Here is HP page for downloading firmware updates (including security updates) , you have to login first and have a warranty. This is legal but poor service. Dell servers have comparable prices (on the second hand marker) and comparable features but give free firmware updates to everyone. Dell have overall lower quality of Debian packages for supporting utilities, but a wider range of support so generally Dell support seems better in every way. Dell and HP hardware seems of equal quality so overall I think it’s best to buy Dell.
Suggestions for HP
Finding which of the signing keys to use is unreasonably difficult. You should get some HP employees to sign the HP keys used for repositories with their personal keys and then go to LUG meetings and get their personal keys well connected to the web of trust. Then upload the HP keys to the public key repositories. You should also use the same keys for signing all versions of the repositories. Having different keys for the different versions of Debian wastes people’s time.

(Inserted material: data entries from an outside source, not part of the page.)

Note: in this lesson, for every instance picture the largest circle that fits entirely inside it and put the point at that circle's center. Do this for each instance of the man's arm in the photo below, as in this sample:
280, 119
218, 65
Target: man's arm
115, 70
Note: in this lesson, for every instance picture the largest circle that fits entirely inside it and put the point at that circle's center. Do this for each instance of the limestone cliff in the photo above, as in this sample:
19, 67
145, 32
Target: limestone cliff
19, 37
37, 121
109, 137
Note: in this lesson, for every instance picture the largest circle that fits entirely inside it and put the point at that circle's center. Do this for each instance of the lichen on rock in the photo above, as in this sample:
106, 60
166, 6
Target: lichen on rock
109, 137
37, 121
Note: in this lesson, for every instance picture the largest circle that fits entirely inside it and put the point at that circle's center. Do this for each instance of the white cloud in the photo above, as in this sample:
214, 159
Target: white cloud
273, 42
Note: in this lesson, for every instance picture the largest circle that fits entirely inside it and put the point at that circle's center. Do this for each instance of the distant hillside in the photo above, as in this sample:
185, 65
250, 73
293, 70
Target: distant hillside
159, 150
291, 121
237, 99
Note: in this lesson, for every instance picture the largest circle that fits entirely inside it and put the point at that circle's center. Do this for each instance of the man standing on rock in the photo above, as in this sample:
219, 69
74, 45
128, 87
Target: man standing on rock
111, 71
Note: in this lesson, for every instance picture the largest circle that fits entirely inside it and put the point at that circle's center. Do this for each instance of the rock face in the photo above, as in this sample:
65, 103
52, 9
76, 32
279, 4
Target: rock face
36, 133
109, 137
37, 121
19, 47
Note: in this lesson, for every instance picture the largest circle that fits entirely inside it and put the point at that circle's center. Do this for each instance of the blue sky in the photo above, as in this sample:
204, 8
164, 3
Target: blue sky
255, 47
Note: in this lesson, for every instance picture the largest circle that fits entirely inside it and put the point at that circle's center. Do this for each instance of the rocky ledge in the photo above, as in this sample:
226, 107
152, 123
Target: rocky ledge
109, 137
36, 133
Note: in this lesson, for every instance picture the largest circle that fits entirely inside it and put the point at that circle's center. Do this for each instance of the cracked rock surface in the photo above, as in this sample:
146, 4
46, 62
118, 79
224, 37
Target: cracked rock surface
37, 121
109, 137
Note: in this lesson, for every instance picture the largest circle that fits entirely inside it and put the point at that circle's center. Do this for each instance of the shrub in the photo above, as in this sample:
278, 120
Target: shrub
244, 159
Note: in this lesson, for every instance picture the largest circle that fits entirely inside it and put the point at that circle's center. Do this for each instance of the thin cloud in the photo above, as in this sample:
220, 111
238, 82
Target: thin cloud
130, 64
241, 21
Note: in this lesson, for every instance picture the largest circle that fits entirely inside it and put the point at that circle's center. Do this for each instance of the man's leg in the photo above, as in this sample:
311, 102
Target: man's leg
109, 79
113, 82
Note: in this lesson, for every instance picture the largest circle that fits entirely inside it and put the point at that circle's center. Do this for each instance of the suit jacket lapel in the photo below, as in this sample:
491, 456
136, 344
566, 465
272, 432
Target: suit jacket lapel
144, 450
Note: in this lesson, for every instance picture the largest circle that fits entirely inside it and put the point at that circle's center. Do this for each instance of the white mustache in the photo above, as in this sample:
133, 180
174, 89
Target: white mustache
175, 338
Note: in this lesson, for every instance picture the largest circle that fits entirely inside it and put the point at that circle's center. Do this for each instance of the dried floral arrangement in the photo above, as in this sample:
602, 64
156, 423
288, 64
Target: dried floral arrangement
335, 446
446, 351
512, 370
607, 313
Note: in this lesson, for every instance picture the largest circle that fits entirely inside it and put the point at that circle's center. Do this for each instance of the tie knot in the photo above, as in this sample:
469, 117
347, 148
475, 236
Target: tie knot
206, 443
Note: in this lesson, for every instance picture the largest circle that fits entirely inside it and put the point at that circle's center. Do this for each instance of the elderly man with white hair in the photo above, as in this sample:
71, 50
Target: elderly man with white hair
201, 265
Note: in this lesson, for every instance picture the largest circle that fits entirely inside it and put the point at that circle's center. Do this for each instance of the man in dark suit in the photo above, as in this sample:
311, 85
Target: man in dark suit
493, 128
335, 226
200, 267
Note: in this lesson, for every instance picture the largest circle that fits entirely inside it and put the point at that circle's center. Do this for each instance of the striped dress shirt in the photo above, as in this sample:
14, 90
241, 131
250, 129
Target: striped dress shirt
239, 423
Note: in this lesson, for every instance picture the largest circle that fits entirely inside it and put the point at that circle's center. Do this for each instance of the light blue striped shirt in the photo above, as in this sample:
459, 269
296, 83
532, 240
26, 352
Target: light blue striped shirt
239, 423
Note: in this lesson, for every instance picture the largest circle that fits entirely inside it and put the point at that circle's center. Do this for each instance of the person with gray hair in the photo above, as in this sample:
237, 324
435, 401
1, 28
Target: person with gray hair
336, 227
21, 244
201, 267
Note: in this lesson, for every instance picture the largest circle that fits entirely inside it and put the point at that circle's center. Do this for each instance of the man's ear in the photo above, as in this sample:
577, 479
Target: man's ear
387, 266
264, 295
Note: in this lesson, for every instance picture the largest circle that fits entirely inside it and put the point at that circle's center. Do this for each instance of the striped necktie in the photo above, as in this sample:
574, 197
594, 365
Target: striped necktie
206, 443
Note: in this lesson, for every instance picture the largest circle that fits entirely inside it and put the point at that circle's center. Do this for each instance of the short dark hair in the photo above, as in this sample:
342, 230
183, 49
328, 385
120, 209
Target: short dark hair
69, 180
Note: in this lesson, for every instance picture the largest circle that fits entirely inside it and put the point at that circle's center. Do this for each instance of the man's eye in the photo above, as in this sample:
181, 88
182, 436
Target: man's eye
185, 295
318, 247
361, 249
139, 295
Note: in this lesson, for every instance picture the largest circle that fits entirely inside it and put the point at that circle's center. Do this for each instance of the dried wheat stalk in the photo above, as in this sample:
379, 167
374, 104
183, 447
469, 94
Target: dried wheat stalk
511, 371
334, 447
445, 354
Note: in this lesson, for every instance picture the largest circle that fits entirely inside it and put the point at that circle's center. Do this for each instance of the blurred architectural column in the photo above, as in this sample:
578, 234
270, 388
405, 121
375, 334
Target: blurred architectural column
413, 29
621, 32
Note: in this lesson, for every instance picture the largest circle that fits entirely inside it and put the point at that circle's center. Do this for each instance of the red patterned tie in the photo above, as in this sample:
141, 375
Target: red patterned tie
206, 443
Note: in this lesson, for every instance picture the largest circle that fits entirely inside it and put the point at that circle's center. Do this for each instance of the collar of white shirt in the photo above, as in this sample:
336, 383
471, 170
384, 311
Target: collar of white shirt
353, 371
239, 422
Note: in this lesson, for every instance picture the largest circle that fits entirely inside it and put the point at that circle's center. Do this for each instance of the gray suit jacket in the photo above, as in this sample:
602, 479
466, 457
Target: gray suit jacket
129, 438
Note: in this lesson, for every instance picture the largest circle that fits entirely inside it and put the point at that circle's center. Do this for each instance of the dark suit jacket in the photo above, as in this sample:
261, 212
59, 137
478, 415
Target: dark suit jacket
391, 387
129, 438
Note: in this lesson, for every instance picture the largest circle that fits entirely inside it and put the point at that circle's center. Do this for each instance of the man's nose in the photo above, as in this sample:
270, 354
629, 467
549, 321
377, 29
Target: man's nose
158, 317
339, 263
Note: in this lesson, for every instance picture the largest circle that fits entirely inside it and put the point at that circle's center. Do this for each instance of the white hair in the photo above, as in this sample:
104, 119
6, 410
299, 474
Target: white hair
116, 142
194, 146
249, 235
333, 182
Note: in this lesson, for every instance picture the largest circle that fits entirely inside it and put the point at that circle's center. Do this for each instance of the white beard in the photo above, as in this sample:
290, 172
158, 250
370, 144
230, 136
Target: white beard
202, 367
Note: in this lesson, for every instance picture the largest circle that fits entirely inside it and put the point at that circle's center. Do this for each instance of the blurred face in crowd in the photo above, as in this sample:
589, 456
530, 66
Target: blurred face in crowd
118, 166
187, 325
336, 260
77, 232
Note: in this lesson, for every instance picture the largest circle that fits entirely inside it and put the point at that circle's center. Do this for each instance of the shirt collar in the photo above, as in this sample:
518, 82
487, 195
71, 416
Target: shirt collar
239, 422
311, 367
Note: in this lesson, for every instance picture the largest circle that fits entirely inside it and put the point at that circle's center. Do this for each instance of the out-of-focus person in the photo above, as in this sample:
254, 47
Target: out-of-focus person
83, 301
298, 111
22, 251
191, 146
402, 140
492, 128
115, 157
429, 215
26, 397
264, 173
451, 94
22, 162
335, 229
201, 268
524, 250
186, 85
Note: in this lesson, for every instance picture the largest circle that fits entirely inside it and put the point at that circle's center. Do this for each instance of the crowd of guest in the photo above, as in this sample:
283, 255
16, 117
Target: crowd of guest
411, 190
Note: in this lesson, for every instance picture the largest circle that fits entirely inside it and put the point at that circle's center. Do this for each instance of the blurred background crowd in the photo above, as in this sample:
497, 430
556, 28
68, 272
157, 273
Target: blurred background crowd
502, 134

Please provide firmware for all users, even if they buy systems second hand. It is in your best interests to have systems used long-term and have them run securely. It is not in your best interests to have older HP servers perform badly.
Having all the fans run at maximum speed when power is turned on is a standard server feature. Some servers can throttle the fan when the BIOS is running, it would be nice if HP servers did that. Having ridiculously loud fans until just before GRUB starts is annoying.